Taken together it is easy to see that when this subsystem is active we are at our best in terms of connecting and working through whatever needs to be dealt with in the social-emotional realm. This subsystem defines the functionality of our readiness to invite and respond to others.

But what happens when this system is not up and running? Should our sensory organs detect an internal or external threat to safety, the social engagement capacities described above shut down instantaneously.

Detail: These shifts in functionality of the polyvagal system occur as a result of a complex series of responses along the Hypothalmic-Pituitary-Adrenal (HPA) axis, they are hormone-driven.

When our senses detect danger a second system fires up. If that danger seems life-threatening a third system comes to the fore and the other two go dark. Depending on the degree of safety or danger one of the three sub-systems lights up and the others are dark.

Patricia and Vaughan are a thirty-something couple that I worked with during this past year in couples therapy. Patricia initially described Vaughan as unresponsive, "He's low-key to a fault - except when he gets angry," she said.

Vaughan acknowledged having difficulty talking about his feelings and told me that he was often unaware of what he was feeling.

As a matter of fact, the first times I asked him how he felt being in my office he commented on the temperature in the room.

Patricia felt blindsided by his outbursts and was growing increasingly resentful.

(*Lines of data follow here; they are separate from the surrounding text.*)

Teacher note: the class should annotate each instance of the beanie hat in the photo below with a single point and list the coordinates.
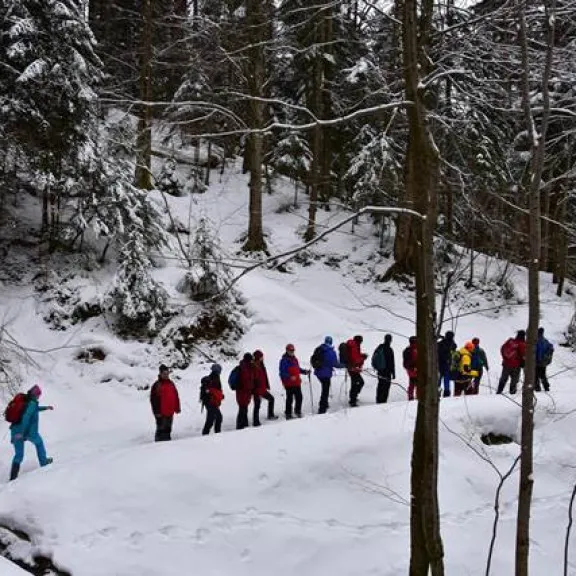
(216, 369)
(35, 391)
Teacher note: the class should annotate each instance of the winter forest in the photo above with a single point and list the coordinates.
(184, 182)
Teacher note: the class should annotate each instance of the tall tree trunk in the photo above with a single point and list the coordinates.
(327, 79)
(426, 549)
(317, 137)
(533, 188)
(562, 249)
(143, 174)
(255, 74)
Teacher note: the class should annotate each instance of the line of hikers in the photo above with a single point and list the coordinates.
(249, 380)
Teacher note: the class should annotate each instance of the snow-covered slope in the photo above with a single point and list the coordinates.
(327, 494)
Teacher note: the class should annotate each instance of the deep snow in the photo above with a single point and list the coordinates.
(327, 494)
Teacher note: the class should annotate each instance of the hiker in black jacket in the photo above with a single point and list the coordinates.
(383, 363)
(445, 348)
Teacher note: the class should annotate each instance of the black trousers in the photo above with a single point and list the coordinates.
(356, 385)
(383, 388)
(323, 404)
(541, 378)
(293, 396)
(163, 428)
(242, 418)
(258, 402)
(513, 374)
(213, 418)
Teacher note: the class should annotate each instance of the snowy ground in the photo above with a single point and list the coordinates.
(324, 495)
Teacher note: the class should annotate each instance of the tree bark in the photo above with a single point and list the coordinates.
(526, 482)
(317, 137)
(421, 174)
(255, 74)
(143, 174)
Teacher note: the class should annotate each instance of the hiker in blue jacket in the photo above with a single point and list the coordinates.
(27, 429)
(544, 354)
(324, 370)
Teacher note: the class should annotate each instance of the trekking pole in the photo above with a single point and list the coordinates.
(311, 393)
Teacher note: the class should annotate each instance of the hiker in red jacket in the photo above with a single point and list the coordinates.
(245, 389)
(290, 372)
(262, 389)
(211, 396)
(165, 403)
(355, 363)
(513, 353)
(410, 359)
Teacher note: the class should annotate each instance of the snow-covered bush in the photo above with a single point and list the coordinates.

Older paradigm: Treat Vaughan as a person primarily in need of anger management techniques. Primary goal would be to shut down his explosive temper. This work would include fostering greater awareness of internal and external triggers that precede his outbursts. A focus on the anger and his history with the issue of anger in his family, and life experience would be pursued.

Newer paradigm: Not to say that anger management techniques are not useful. They are and I have utilized techniques to help improve Vaughan's awareness of when his anger is mounting and how his handling of his anger affects him and his relationship with Patricia.

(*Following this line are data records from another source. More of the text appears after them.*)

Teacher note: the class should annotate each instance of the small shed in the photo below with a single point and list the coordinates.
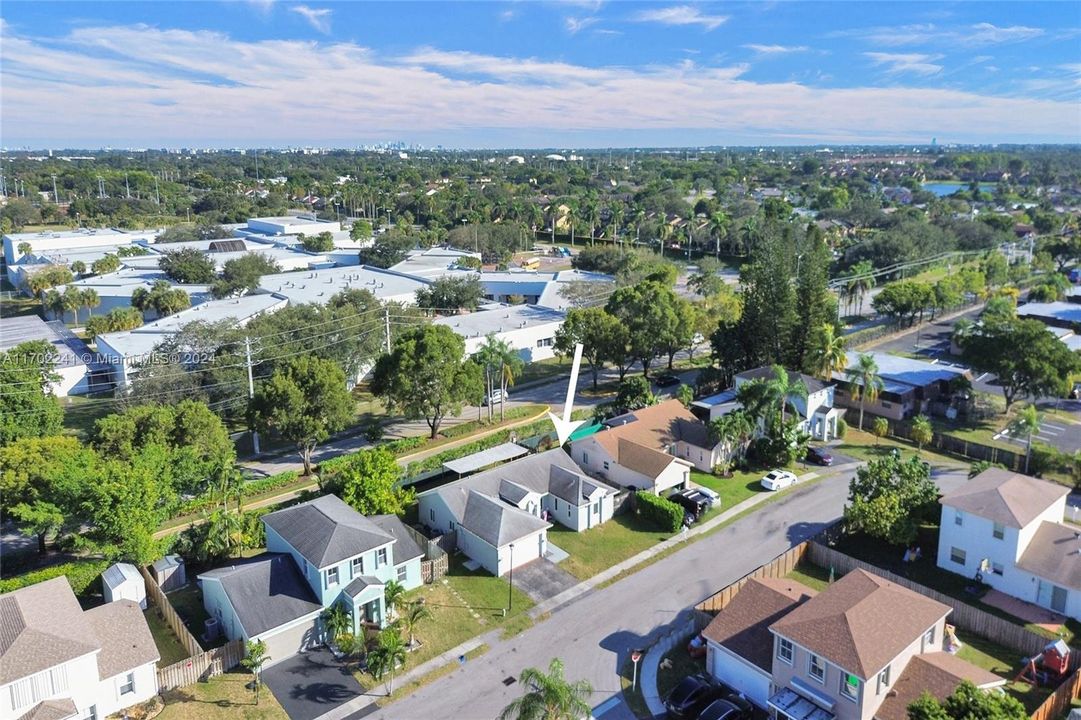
(123, 582)
(169, 573)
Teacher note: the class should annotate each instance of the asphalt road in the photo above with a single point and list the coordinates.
(595, 634)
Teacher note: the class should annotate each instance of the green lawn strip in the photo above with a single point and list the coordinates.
(1003, 663)
(169, 645)
(223, 697)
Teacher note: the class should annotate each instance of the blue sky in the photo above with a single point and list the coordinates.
(537, 74)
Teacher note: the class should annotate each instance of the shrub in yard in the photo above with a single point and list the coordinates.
(82, 574)
(663, 512)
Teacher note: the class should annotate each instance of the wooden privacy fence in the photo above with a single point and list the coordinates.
(964, 616)
(777, 568)
(170, 614)
(201, 666)
(1058, 703)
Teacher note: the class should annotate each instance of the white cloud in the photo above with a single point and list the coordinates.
(915, 63)
(575, 25)
(776, 50)
(318, 17)
(681, 15)
(133, 85)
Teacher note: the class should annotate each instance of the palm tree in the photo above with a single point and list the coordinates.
(865, 381)
(549, 696)
(828, 354)
(254, 661)
(336, 622)
(91, 300)
(394, 595)
(1026, 424)
(415, 612)
(386, 656)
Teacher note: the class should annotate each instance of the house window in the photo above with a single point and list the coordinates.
(883, 679)
(816, 668)
(850, 685)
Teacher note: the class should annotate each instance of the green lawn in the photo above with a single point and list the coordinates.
(464, 603)
(169, 644)
(224, 697)
(599, 548)
(1004, 663)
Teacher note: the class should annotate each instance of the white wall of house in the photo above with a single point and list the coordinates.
(728, 667)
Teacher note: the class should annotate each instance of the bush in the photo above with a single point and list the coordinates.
(664, 514)
(82, 575)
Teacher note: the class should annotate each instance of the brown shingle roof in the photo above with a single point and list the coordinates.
(861, 623)
(744, 625)
(41, 626)
(999, 495)
(124, 636)
(1052, 554)
(939, 674)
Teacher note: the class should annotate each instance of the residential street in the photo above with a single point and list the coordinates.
(595, 634)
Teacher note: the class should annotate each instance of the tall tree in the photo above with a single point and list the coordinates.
(549, 696)
(304, 401)
(426, 375)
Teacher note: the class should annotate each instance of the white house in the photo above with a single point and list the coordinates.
(816, 411)
(1008, 528)
(516, 503)
(649, 449)
(62, 663)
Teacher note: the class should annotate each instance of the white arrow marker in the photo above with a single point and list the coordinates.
(564, 426)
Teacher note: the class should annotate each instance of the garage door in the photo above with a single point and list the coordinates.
(752, 682)
(284, 644)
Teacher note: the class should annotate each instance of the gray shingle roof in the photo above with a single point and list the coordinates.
(497, 523)
(265, 591)
(125, 638)
(325, 531)
(405, 547)
(41, 626)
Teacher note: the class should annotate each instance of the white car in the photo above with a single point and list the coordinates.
(778, 480)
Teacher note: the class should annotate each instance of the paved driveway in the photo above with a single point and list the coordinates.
(543, 578)
(311, 683)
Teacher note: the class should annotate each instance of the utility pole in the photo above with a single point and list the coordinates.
(386, 324)
(251, 389)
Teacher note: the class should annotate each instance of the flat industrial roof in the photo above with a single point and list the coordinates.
(485, 457)
(511, 317)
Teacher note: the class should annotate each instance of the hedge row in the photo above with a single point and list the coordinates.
(664, 514)
(82, 574)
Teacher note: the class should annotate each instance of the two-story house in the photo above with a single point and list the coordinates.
(862, 649)
(649, 449)
(501, 516)
(1008, 528)
(58, 662)
(816, 411)
(319, 554)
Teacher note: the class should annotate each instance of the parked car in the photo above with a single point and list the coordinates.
(731, 707)
(494, 398)
(819, 456)
(694, 503)
(778, 480)
(692, 695)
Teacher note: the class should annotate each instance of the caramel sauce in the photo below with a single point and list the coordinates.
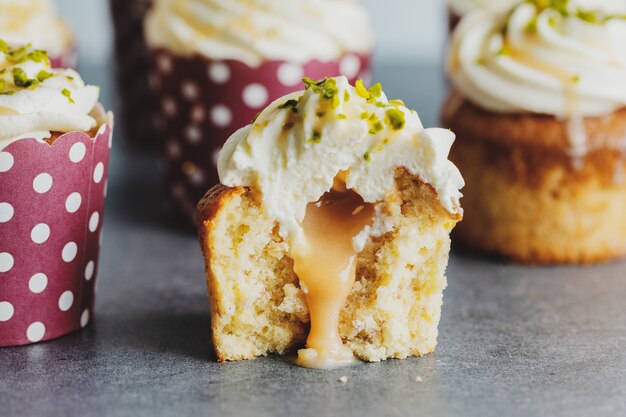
(326, 267)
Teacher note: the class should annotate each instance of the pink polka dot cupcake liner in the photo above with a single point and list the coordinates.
(201, 102)
(51, 211)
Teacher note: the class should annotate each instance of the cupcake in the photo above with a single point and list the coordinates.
(37, 22)
(54, 150)
(459, 8)
(132, 66)
(539, 107)
(330, 230)
(218, 63)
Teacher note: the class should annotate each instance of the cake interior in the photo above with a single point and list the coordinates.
(392, 311)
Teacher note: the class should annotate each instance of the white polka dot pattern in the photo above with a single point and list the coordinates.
(38, 283)
(255, 96)
(40, 233)
(200, 103)
(42, 183)
(6, 311)
(36, 331)
(6, 212)
(51, 205)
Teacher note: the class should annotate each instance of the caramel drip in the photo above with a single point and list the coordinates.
(575, 126)
(326, 267)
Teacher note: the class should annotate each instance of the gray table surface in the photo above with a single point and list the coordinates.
(514, 341)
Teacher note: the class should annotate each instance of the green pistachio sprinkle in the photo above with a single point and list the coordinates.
(67, 93)
(395, 118)
(20, 79)
(317, 137)
(43, 75)
(290, 104)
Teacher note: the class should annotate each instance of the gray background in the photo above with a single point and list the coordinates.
(407, 30)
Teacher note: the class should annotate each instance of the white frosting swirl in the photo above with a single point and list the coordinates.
(543, 61)
(462, 7)
(36, 22)
(293, 153)
(36, 100)
(253, 31)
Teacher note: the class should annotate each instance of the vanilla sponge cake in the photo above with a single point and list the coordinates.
(371, 177)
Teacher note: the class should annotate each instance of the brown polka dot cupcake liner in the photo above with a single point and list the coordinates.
(132, 65)
(201, 102)
(51, 205)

I also entertain a very different set of concerns with him.

He is the son of an emotionally distant father and lost his mother to cancer when he was a six years old. He associates putting trust in those closest to him with feelings of loss and loneliness. Given his history, fears of closeness with Patricia made sense. In fact, when he felt he was getting closer to her the closeness in itself might trigger anger because it stirred up fears of being abandoned or disappointed again.

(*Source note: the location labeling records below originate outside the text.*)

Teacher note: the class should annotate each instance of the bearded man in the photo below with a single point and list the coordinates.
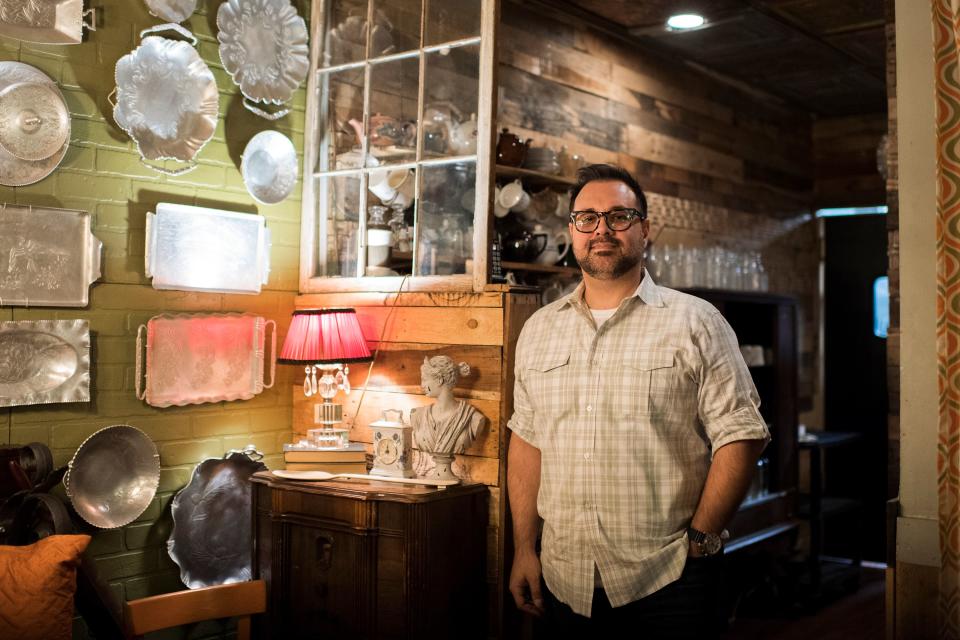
(635, 436)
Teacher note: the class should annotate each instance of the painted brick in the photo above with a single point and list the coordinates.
(127, 564)
(152, 534)
(177, 453)
(175, 478)
(221, 424)
(106, 541)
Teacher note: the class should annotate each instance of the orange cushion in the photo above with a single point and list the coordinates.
(37, 583)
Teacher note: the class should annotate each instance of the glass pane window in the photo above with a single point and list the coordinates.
(395, 164)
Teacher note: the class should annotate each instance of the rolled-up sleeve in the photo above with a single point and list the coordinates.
(728, 403)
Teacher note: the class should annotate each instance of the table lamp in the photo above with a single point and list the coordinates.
(327, 340)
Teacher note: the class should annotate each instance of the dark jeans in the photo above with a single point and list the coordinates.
(686, 608)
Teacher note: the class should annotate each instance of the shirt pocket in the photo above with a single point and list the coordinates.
(651, 380)
(549, 384)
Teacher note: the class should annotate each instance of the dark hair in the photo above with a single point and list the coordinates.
(608, 172)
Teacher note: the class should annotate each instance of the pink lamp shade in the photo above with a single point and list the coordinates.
(324, 336)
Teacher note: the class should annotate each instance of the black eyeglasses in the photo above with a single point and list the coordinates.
(616, 219)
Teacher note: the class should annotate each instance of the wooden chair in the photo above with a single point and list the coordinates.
(240, 599)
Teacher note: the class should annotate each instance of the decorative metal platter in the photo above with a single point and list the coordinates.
(113, 476)
(167, 99)
(263, 46)
(211, 533)
(14, 171)
(44, 361)
(172, 10)
(48, 257)
(269, 167)
(198, 249)
(45, 21)
(192, 359)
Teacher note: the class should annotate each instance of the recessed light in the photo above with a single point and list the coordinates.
(684, 21)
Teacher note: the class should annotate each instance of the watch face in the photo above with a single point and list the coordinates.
(387, 451)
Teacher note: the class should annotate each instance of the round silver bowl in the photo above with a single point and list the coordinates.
(113, 476)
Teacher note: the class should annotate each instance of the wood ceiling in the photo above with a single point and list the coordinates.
(824, 56)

It seemed to me that Vaughan's social engagement system had been chronically shut down.

I worked with him and Patricia to encourage a sense of emotional safety within him and by extension within the relationship.

Being able to talk about anger in a calm and non-accusatory way, for example, proved soothing and served to help Vaughan not just open up but to become less angry. Part of his anger had to do with feeling out of touch with himself. It is interesting to think about this in terms of his polyvagal functionality - with the social engagement subsystem down he was out of touch with his ability to invite or respond to the soothing connectedness he needed.

At the same time, Patricia brought in her own issues related to feeling shut down due to the chronic anger she had begun to feel because of stress with Vaughan and in her job situation.

The work is still in progress and at this point, both partners appear to be increasingly connected and loving towards one another.